The debate over the peak oil theory revved up Thursday after Cambridge Energy Research Associates (CERA) and IHS Inc. said their indepth analysis puts the aggregate global decline rate at 4.5%, or only about half the 8% rate that many industry pundits have pegged.
The analysis did not include natural gas fields, but CERA is working on a companion study on North America, CERA Chairman Daniel Yergin said.
The CERA and IHS report, “Finding the Critical Numbers” used the IHS global database to analyze 811 separate oilfields, which comprise about 57% of worldwide oil production.
“Some of the more gloomy, pessimistic ‘peak oil’ views about the future of oil supplies that are current today result from an assumption of high decline rates,” said the report’s author, Peter M. Jackson, CERA oil industry activity director. “This new analysis provides the basis for more confidence about the future availability of oil.”
Yergin said CERA decided to take on the study — and controversy — because “this issue of decline curves looms quite large in the supply and demand curve, and we felt…it was our sense that a lot of numbers had been thrown around.” Jackson’s six-month study was to “actually ascertain what is the global oil decline number.” IHS has a database of information on about 24,000 different fields in the world.
“The absence of definitive, comprehensive analysis of production timelines and decline rates has led to widely differing estimates of the potential future availability of oil…an information vacuum that has contributed to the ‘peak oil’ theory of future liquids production capacity,” Jackson said. “We hope that this study will contribute to a more informed understanding of the issues, both below ground and above ground.”
Jackson explained that “getting this right, and understanding the underlying dynamics, are key because the amount of new oil supply that will come onstream to satisfy present and future oil demand depends to a large extent on a comprehensive understanding of annual decline rates of existing fields.”
Decline rates are a function of reservoir physics and investment strategies, and Jackson noted that “there is a general historical trend toward lower decline rates in recent years, which may be due to better reservoir management practices and the impact of new technology. In addition, because reservoir physics is only one of the key drivers, we would not expect to see a very rapid change in average decline rates in the future without a step change in technology or field development strategies.”

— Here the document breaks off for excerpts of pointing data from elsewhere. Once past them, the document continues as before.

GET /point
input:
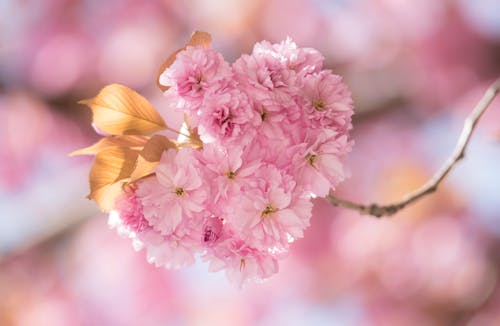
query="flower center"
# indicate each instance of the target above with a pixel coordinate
(268, 210)
(231, 175)
(179, 192)
(263, 115)
(242, 264)
(311, 158)
(319, 106)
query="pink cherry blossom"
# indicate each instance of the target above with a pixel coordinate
(274, 212)
(327, 100)
(176, 193)
(318, 166)
(130, 209)
(241, 262)
(227, 116)
(194, 71)
(275, 132)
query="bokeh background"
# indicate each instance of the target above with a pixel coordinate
(415, 69)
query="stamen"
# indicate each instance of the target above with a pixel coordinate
(179, 192)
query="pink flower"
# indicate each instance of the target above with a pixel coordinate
(274, 131)
(319, 167)
(129, 208)
(228, 171)
(273, 213)
(227, 116)
(303, 61)
(241, 262)
(328, 102)
(194, 71)
(175, 194)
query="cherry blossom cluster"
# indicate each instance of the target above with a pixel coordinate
(275, 132)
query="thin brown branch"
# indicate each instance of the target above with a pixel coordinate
(432, 184)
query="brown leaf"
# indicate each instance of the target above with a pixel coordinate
(197, 38)
(118, 110)
(150, 156)
(129, 141)
(111, 168)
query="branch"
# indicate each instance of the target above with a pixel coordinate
(431, 185)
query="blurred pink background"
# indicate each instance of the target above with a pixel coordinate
(415, 69)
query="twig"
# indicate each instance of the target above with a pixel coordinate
(431, 185)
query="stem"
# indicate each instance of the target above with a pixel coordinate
(432, 184)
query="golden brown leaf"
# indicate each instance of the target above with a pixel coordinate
(129, 141)
(118, 110)
(150, 156)
(197, 38)
(111, 168)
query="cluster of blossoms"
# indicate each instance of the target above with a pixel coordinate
(274, 128)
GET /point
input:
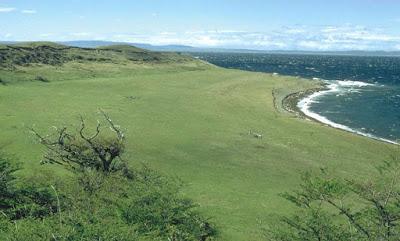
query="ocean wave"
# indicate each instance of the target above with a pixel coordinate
(335, 87)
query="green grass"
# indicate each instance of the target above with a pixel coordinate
(191, 120)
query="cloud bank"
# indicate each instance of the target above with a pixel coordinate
(322, 38)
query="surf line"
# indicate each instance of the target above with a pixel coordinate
(304, 105)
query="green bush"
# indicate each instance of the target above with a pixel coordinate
(335, 209)
(96, 202)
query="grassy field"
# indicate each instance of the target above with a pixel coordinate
(190, 120)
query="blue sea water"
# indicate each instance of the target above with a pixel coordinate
(363, 95)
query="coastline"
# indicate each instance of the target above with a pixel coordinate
(291, 104)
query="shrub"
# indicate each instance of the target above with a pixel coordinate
(332, 209)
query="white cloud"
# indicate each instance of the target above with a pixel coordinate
(345, 37)
(7, 10)
(28, 11)
(81, 34)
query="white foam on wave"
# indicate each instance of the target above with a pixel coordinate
(351, 83)
(335, 87)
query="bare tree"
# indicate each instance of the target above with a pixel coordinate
(78, 151)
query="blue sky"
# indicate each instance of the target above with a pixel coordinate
(253, 24)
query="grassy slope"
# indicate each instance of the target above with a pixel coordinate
(193, 122)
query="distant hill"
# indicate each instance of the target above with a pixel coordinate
(190, 49)
(48, 53)
(166, 48)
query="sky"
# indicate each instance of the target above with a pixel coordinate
(250, 24)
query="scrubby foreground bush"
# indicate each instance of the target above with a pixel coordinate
(335, 209)
(94, 203)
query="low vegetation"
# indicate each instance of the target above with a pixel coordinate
(96, 202)
(332, 208)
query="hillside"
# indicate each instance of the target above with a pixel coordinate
(185, 118)
(46, 62)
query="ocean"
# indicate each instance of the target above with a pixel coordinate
(363, 94)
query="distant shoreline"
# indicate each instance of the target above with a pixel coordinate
(291, 101)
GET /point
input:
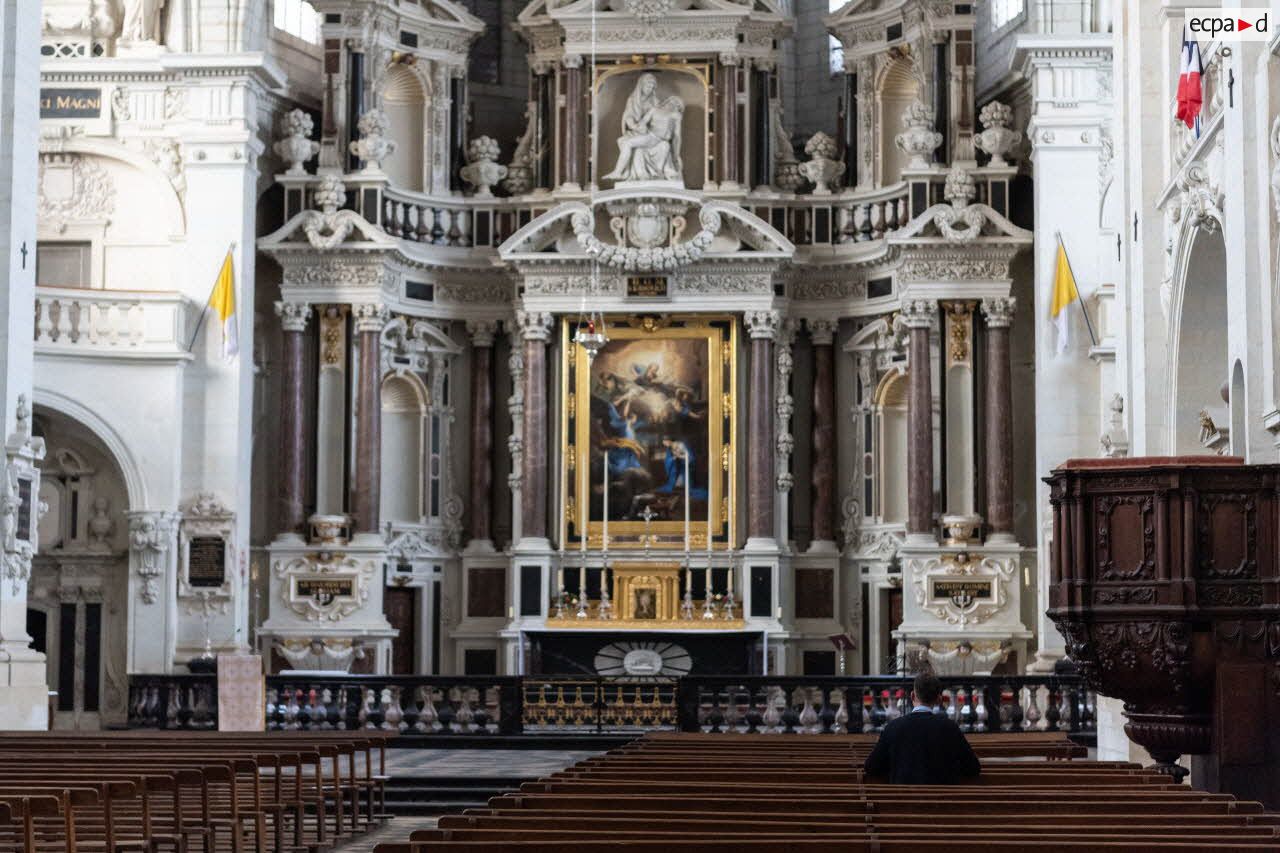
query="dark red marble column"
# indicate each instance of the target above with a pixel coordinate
(292, 516)
(535, 329)
(1000, 420)
(823, 457)
(919, 315)
(726, 122)
(763, 327)
(571, 122)
(481, 428)
(366, 482)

Where some analysts have pegged the decline rate “may be a function of the generally more rapid decline rates observed in small fields — increasingly being developed in mature non-OPEC countries — and the rise of deepwater projects, which tend to flow at high rates as a requirement of commerciality, but which also decline rapidly,” Jackson said. His study indicated only 41% of production is from fields in the database that are “beyond the plateau stage” and into the decline phase of their production lives.
Jackson noted that annual field decline rates may not be increasing, “but as a result of increased investment, improved planning and technology,” many fields may have their output prolonged, and “field life is very often longer than originally projected.” This finding compares with similar findings on North American unconventional gas fields, illustrated by studies indicating well output increases instead of declines in the Barnett Shale (see Daily GPI, Nov. 27, 2007).
According to the study, individual offshore fields are declining at a 10 % annual rate compared with 6% for onshore fields, and deepwater fields declined at 18% annually compared with 10% for shallow-water fields. The CERA analysis also found significantly different production patterns in large fields versus small fields. Typically, large fields build up over an average of six years, produce on plateau for seven years at 93% of their maximum annual production rate, and decline on average for more than 20 years. In contrast, small fields build up over an average of three years, produce on plateau for five years, and decline on average over more than 14 years.
Because large fields with more than 300 million bbl of originally present reserves represent more than 95% of the reserves and 86% of the production in the study data set, their lower decline rate and higher production level through extended decline periods “is likely to make a major contribution to overall future liquids production capacity,” the study noted. “It is likely, according to CERA’s analysis, that improved understanding of giant fields’ complexities and reservoir models over the course of long-life cycles has allowed late field expansion that has arrested decline and, in many cases, allowed production to increase significantly.”
The CERA study also highlighted other factors, in addition to field size, that influence post-plateau decline rates, which include reservoir characteristics, development location, regional setting and operational tactics. OPEC fields generally decline at a slower rate than non-OPEC fields, possibly in relation to basic geological differences, the relative size of OPEC fields, their locations, and perhaps production constraints set by the organization, CERA noted. Also, limestone reservoirs (more prevalent in OPEC) tend to deplete more slowly than sandstone reservoirs. Offshore projects, prevalent in non-OPEC regions, decline more rapidly than onshore projects.
“The results of this new study reinforce CERA’s existing bottom-up global liquids capacity model showing that liquids capacity of around 91 million bbl/d in 2007 could climb to 112 million bbl/d by 2017,” said Jackson. “This outlook is supported by a key conclusion of this study: there is no evidence that oilfield decline rates will increase suddenly. It is important, though, to continue to research and understand evolving decline trends and further develop insight into the declines.”